Simulated Author's Rebuttal

2 responses · 0 unresolved

We thank the referee for the thoughtful and constructive report. The two major comments correctly identify areas where the presentation of safety/liveness preservation and the HOL analysis can be strengthened with more explicit arguments. We will revise the manuscript to incorporate formal lemmas, concrete bounds, and verification steps as detailed below.

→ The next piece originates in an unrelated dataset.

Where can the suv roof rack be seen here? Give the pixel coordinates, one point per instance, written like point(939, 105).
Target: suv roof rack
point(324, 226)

read point-by-point responses
  1. Referee: [Protocol construction and interleaving rule] The deterministic interleaving rule (described in the protocol construction) must be shown to preserve both safety and liveness of the underlying black-box atomic broadcast instances when a leader crash occurs in one instance. The skeptic concern is load-bearing: if the rule admits a scenario where a single crash stalls the global log for longer than the per-instance confirmation latency, the arbitrarily-small inter-proposal claim fails even under rotating leaders.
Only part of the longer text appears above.